Although few politicians would admit it, we are now rather at sea without the Russian bogey man to justify our arms build-up. Now that the bogey man is gone, what pray tell is the justification for continuing our bloated defense spending? Not incidentally, defense spending is larger today in constant dollars than it was in the mid-70s, the peak of the Cold War. We try to pretend that we need our current massive capacity for overkill because of “terrorists” but even though the press obediently promulgates this government lie, it is difficult to believe. We continue to build more tanks, more bombers, more this, more that, but who is our so mighty enemy? 
   Hussein? Milosevic? And, as if this were not reason enough to pause and consider our bondage to defense spending, there is another even more compelling reason: we are making the entire planet less and less safe by arming others. 
   Before discussing the arming of others, there is one other factor to consider. Despite its momentum and high levels of spending, all is not well in the defense industry. Because of the glut of planes, tanks and other items, and because newer models are increasingly sophisticated and costly, the actual number of orders from the U.S. military is down. For example, in the 1980s, Fort Worth was turning out nearly 300 F-16s annually; now it’s only making 80 or so a year. 
   And, as William Greider points out (in his recent study, “Fortress America”) “almost none of those 80 planes are for defending America!” So, rather than re-access the rationale for continuing old modes of defense, we seek to keep our arms industry alive by exporting arms to other nations. The system is really rather absurd; we build F-16s, we sell them to other nations, we then say since other nations have F-16s, we must build F-22s. This is all fine and good for defense contractors, but the taxpayers are footing the bill. The tragedy of it all is that every dollar spent on defense is a dollar denied to education, health, the infrastructure, national parks and ecosystems. Congress is unwilling to offend its defense buddies and supporters and so even though orders are down in the U.S., the defense companies sell their weapons abroad. 
   Countries around the world are being armed by the U.S. and the U.S. then determines to play world policeman.
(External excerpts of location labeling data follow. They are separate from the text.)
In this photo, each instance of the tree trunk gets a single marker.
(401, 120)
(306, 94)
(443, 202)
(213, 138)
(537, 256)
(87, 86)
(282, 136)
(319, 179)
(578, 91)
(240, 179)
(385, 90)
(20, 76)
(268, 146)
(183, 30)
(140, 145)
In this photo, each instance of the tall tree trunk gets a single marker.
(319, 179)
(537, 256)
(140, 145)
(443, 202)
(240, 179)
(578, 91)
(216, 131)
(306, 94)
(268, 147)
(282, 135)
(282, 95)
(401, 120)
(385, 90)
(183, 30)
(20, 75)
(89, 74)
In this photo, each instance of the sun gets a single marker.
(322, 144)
Defense spending, for example, is up by 35% in Latin American countries since 1992. Their economies are only up by 22%. While it may be good business to sell weapons, it is making the planet less and less safe for everyone. 
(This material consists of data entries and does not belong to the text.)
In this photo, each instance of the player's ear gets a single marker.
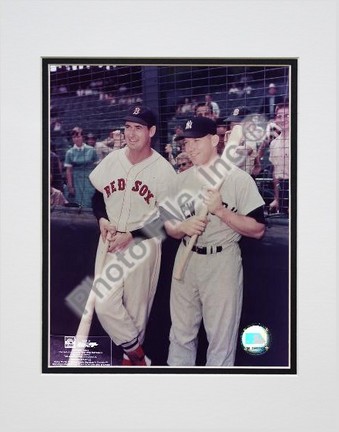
(215, 140)
(152, 131)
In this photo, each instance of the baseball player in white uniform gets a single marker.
(211, 289)
(133, 182)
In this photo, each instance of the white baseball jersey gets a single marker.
(132, 193)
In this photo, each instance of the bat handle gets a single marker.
(180, 267)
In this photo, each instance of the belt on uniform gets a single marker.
(204, 250)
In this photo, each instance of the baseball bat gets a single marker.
(84, 327)
(235, 137)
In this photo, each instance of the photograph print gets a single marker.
(169, 215)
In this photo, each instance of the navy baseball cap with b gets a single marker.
(141, 115)
(238, 114)
(198, 127)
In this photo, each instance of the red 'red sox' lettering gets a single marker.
(120, 185)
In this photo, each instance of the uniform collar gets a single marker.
(79, 148)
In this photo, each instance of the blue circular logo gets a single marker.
(256, 339)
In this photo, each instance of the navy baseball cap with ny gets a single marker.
(198, 127)
(141, 115)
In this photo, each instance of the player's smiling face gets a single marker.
(201, 150)
(138, 137)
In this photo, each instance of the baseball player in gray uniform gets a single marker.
(211, 289)
(133, 182)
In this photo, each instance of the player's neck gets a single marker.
(136, 156)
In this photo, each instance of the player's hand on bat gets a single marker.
(213, 200)
(272, 131)
(119, 241)
(107, 230)
(168, 148)
(194, 225)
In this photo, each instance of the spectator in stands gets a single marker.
(56, 172)
(234, 90)
(203, 110)
(270, 101)
(56, 196)
(178, 131)
(244, 154)
(221, 132)
(114, 141)
(91, 139)
(183, 162)
(280, 159)
(174, 148)
(214, 105)
(79, 163)
(185, 109)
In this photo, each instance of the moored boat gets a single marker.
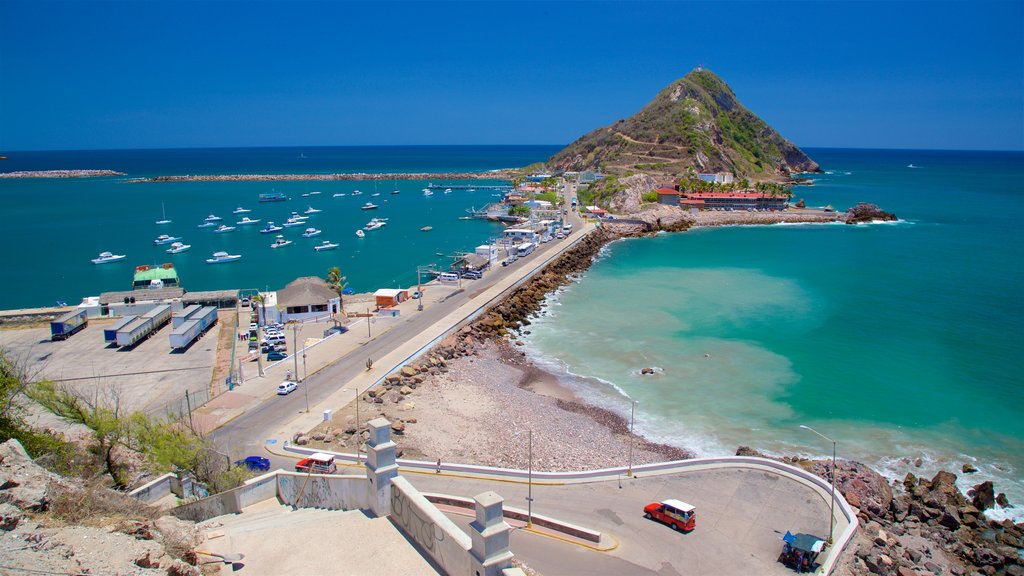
(219, 257)
(105, 257)
(272, 197)
(178, 247)
(165, 239)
   One is struck by the blithe, unchallenged assumption that war is inevitable, forever inevitable (otherwise why do we continue R+D for more sophisticated and devastating means of waging war?) and that we must pour untold billions of dollars and some of our best creative energy into imagining new wartime techno-futuristic scenes. 
   Further, we assume that an equivalent amount of money, time and energy should not be put into studying, networking among nations, holding the highest level conferences to find ways of disarming and seeking the peaceful care, protection and cleaning of our precious and fragile planet and its peoples. 
   As you sow, so shall you reap. If we continue to sow arms, is there any question what the harvest will be? As Greider writes, “By pushing more and more weaponry, old and new, on other nations, the arms manufacturers are laying the groundwork for future conflicts...the U.S. government spends 12 times more on promoting arms sales abroad than on environmental technologies.” 
   With the collapse of the Soviet Union, there is a unique opportunity for the world to stop the senseless intensification and proliferation of weapons in the world. The U.S. could take a leadership role in peace rather than producing the means of war on a mass global scale. 
   Do we wish to lead the world to peace or are the economic needs of a few so dominant that a future of truly terrifying proportions will be imposed upon humanity by the purveyors of arms? The “iron triangle” seems unwilling to atop what some refer to as the U.S. arms race with itself. Ultimately, an enlightened and, I suspect, an indignant citizenry will be the only ones to put a stop to this madness.